Genetic heterogeneity might result from different interactions at the protein level, such as receptor-ligand interaction. Such interactions have two important implications: once the first gene is found the other related genes are much easier and more effectively found. In addition genes that are involved in the same phenotype will ultimately be shown to have a functional relationship. This example highlights the concept that clinical classification will always precede molecular verification. Similarities in phenotype, biochemistry, genes and protein function can be found by computer assisted text mining and prediction on the simple assumption that mutations in different members of a protein complex may lead to comparable phenotypes can be made [Lage et al., 2007].

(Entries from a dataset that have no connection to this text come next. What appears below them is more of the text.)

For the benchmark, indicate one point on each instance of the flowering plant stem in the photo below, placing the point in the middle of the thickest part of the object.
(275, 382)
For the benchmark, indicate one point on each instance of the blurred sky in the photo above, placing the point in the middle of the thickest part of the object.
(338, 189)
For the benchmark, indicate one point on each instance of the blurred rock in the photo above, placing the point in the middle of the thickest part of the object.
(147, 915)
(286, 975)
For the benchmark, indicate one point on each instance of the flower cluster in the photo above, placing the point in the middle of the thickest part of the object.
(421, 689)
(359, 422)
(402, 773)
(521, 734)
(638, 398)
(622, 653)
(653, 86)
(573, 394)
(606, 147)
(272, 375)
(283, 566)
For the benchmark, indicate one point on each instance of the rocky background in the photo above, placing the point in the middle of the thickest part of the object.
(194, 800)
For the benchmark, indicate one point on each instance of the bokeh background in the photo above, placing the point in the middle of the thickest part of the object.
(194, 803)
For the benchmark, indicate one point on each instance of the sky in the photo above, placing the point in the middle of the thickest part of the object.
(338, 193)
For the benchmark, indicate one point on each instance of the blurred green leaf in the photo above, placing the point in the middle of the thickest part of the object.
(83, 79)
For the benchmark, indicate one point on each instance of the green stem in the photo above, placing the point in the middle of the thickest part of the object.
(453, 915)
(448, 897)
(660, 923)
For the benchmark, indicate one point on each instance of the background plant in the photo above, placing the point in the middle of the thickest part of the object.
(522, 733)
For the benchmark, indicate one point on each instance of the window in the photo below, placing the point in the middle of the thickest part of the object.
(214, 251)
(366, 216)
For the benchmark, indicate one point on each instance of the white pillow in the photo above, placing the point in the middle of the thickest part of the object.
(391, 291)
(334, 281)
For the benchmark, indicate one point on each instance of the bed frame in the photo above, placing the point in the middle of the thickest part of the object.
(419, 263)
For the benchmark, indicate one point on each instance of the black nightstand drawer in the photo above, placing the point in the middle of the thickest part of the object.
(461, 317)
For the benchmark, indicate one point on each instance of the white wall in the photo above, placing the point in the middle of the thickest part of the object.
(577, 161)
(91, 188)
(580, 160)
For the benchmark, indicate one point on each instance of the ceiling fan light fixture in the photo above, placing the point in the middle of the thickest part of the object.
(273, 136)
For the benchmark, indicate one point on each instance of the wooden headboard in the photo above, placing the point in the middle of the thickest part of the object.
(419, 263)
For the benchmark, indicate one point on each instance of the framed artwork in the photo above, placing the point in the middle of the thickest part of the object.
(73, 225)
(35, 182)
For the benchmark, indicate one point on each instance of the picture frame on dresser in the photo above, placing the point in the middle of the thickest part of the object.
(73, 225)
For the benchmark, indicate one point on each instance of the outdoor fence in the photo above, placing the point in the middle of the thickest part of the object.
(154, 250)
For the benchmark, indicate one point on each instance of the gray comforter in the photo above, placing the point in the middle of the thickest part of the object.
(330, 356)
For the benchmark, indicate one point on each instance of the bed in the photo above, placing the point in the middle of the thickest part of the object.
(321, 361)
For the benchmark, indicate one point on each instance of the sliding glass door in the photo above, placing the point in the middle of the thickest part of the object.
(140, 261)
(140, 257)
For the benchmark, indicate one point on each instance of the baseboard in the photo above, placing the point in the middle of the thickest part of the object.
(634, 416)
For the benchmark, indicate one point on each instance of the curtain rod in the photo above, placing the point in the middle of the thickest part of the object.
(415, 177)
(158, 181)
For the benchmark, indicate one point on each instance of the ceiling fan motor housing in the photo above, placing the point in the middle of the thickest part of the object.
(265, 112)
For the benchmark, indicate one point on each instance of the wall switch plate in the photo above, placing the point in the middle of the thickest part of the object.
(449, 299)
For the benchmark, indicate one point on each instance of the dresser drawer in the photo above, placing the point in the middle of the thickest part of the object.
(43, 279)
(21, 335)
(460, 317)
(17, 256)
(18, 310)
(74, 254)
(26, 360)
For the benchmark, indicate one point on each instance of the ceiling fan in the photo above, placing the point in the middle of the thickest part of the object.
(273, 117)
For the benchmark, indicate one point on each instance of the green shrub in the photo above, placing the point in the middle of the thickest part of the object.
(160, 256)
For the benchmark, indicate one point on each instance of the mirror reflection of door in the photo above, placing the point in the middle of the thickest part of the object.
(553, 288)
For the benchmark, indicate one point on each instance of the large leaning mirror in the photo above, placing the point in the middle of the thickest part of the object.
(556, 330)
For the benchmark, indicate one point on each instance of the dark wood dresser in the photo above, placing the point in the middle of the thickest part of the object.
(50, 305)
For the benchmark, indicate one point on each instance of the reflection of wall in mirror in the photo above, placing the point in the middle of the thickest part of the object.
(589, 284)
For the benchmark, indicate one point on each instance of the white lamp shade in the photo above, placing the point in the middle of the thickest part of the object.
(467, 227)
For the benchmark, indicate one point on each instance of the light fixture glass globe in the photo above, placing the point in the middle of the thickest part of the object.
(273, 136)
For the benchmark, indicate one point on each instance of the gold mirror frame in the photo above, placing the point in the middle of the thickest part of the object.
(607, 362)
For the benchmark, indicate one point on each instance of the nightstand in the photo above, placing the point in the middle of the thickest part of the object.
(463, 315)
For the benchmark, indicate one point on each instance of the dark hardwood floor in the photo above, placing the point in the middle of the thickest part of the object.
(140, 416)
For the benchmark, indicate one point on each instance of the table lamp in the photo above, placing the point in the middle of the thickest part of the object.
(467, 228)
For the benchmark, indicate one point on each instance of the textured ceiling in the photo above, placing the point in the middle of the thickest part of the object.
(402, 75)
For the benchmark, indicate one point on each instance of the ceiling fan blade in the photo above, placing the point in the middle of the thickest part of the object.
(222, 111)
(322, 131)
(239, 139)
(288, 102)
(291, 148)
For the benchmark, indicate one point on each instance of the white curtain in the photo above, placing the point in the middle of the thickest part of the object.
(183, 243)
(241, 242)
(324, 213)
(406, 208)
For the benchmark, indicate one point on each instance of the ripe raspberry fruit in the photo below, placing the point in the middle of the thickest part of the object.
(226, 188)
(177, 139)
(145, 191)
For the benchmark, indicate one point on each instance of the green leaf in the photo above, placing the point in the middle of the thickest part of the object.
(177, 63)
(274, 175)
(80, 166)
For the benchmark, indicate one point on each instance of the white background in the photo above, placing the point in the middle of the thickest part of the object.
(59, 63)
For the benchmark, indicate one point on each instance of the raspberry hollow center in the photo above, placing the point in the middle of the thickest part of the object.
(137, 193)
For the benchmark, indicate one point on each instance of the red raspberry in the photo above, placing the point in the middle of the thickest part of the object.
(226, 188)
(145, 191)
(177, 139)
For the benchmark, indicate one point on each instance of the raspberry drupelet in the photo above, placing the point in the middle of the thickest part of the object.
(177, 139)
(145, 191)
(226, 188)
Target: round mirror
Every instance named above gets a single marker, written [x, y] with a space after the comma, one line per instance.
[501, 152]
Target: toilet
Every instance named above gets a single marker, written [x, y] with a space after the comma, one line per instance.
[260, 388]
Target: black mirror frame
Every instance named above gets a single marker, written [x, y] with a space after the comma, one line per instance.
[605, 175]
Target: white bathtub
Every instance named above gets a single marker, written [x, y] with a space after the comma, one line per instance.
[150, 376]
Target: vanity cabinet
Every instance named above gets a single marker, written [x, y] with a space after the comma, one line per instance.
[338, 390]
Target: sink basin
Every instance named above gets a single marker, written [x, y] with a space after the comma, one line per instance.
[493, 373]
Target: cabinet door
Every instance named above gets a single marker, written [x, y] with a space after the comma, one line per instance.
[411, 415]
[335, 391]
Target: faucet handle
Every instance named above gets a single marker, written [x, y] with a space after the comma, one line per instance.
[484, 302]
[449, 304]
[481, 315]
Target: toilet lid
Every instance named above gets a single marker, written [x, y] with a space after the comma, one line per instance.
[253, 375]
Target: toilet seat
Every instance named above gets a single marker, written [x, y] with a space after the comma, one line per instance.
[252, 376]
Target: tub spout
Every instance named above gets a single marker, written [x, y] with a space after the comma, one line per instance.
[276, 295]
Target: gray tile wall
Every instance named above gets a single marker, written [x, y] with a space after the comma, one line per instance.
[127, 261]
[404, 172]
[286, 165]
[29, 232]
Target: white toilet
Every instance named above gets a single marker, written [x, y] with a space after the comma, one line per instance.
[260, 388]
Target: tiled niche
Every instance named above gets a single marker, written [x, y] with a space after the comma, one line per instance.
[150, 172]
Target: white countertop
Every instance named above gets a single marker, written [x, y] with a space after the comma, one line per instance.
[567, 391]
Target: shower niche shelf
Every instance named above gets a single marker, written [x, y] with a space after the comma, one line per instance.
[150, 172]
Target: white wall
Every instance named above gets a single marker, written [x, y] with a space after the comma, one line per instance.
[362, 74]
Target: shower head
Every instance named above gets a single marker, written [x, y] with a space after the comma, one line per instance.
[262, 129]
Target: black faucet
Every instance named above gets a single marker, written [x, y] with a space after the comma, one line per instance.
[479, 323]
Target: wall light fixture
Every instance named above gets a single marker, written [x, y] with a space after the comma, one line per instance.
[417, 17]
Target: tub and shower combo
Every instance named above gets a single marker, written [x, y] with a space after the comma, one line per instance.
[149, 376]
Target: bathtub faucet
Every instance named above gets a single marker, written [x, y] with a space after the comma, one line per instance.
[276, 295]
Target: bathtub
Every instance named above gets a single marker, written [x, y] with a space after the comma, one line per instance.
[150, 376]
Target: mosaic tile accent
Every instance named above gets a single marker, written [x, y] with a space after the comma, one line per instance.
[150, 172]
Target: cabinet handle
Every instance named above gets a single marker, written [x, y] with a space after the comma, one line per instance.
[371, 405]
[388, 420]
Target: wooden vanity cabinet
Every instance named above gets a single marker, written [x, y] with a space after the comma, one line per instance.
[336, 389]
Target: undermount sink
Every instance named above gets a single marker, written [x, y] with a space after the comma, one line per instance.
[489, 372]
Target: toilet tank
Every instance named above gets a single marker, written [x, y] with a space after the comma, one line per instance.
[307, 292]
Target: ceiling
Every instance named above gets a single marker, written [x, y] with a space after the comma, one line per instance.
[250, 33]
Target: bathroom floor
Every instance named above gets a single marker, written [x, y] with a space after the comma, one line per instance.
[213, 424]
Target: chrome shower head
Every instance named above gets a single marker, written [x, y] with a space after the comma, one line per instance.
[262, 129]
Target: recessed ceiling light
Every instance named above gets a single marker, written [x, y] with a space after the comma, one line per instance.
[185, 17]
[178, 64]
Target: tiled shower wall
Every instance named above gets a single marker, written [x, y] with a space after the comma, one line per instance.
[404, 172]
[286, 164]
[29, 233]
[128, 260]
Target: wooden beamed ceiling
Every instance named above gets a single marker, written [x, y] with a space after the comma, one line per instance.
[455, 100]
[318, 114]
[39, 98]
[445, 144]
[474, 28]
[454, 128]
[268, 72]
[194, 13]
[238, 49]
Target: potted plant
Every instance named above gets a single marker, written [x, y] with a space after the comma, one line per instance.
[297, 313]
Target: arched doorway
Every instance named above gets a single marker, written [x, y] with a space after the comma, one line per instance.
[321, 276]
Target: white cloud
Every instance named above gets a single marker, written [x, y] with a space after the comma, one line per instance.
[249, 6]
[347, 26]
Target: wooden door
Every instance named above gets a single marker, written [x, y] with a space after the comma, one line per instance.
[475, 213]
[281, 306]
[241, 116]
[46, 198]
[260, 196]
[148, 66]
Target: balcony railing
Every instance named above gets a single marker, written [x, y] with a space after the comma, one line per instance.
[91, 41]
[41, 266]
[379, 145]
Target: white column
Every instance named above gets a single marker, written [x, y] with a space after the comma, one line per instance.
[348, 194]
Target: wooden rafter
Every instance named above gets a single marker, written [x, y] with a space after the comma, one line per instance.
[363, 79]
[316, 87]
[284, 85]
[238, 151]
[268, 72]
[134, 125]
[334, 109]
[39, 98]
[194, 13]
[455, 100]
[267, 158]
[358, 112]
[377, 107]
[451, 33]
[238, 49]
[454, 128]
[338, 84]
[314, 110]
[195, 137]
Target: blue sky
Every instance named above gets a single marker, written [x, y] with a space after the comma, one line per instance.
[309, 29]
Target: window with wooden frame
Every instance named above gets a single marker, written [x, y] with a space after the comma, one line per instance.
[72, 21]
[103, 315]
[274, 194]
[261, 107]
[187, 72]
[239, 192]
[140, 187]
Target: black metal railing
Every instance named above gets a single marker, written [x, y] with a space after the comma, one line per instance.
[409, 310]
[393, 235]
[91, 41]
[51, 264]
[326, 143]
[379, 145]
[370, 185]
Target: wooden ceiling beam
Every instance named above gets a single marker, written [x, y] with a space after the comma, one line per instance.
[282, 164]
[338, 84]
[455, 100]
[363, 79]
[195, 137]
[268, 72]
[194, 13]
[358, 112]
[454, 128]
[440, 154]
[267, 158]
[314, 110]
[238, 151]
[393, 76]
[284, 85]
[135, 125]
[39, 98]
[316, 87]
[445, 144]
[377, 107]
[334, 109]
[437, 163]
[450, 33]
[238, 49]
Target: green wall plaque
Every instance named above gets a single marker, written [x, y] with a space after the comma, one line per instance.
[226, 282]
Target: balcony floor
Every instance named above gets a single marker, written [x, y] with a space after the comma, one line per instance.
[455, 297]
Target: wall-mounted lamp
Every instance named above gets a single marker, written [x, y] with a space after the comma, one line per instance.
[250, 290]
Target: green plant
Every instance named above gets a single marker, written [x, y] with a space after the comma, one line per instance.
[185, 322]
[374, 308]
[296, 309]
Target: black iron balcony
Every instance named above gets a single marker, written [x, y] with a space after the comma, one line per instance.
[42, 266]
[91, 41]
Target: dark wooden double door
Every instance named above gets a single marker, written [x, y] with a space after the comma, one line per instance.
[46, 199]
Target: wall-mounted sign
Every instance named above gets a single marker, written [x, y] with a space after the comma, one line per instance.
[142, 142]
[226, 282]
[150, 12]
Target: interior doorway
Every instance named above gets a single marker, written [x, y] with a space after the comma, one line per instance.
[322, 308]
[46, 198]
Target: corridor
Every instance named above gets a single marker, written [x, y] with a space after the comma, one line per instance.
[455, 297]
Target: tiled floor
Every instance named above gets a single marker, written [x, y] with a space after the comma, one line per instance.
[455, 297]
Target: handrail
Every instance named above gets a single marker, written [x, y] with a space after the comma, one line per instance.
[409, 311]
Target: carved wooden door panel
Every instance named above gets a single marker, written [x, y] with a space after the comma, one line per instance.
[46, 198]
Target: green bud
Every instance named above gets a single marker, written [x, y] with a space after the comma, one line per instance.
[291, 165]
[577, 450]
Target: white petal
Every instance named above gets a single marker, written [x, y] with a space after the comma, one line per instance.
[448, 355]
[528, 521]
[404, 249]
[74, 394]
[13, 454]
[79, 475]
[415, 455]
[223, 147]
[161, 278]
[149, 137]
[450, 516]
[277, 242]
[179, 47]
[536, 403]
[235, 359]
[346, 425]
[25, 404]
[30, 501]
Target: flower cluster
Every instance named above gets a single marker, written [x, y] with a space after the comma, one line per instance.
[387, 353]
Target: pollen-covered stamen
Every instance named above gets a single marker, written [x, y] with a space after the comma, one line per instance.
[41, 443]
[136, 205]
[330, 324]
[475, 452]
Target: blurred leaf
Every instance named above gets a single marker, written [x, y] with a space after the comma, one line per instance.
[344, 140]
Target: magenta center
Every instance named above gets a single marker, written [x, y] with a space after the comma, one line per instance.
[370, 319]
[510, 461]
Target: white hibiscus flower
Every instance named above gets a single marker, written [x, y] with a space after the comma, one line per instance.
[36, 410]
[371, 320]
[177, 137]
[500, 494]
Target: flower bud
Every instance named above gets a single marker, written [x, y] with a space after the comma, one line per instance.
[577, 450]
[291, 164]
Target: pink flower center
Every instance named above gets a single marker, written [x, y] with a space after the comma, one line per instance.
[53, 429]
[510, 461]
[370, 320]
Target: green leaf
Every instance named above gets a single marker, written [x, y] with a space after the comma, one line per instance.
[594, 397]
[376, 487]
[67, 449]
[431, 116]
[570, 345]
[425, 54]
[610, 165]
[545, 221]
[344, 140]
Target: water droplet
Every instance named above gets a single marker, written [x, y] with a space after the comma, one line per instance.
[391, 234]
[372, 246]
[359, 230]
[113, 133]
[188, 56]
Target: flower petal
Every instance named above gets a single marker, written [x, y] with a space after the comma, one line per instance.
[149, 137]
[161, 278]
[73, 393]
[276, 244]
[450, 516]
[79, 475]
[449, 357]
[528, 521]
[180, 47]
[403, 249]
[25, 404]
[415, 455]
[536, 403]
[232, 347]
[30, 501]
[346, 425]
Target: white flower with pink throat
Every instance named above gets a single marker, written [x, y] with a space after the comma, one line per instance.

An example of genetic heterogeneity to molecular interactions and pathways can be given with Fanconi anemia:
9 loci have been found
Functions were unknown
All involved genes encoding DNA-repair
The same phenotype can evolve by mutations for the ligand or the receptor
The new classification scheme should work for clinicians (horizontal, associative thinking) but should also work for basic scientists (vertical, analytic thinking). Ectodermal dysplasias might be grouped clinically by: Clinical key findings (phenotypes) and syndrome families. In addition, ectodermal dysplasias might be grouped by genes and their functions:
Genes for cell–cell communication
Genes for adhesion
Genes for transcription
Genes for development
Genes for aging/DNA-repair
Genes for structure proteins
A further classification concept could include genes and their gene products (proteins):
What should the new diagnostic criteria for ectodermal dysplasia include now and how has the classification of ectodermal dysplasia changed? In a new concept grouping of clinical findings are made and gene pathways and functions as well as syndrome families are considered and clinical key symptoms are included.
What will help the new classification? Clinicians do not need to know all details of all entities which constitute ectodermal syndromes but they should recognize key findings. With these key findings they can put a patient in a syndrome family. Specification can then be done later by molecular analysis.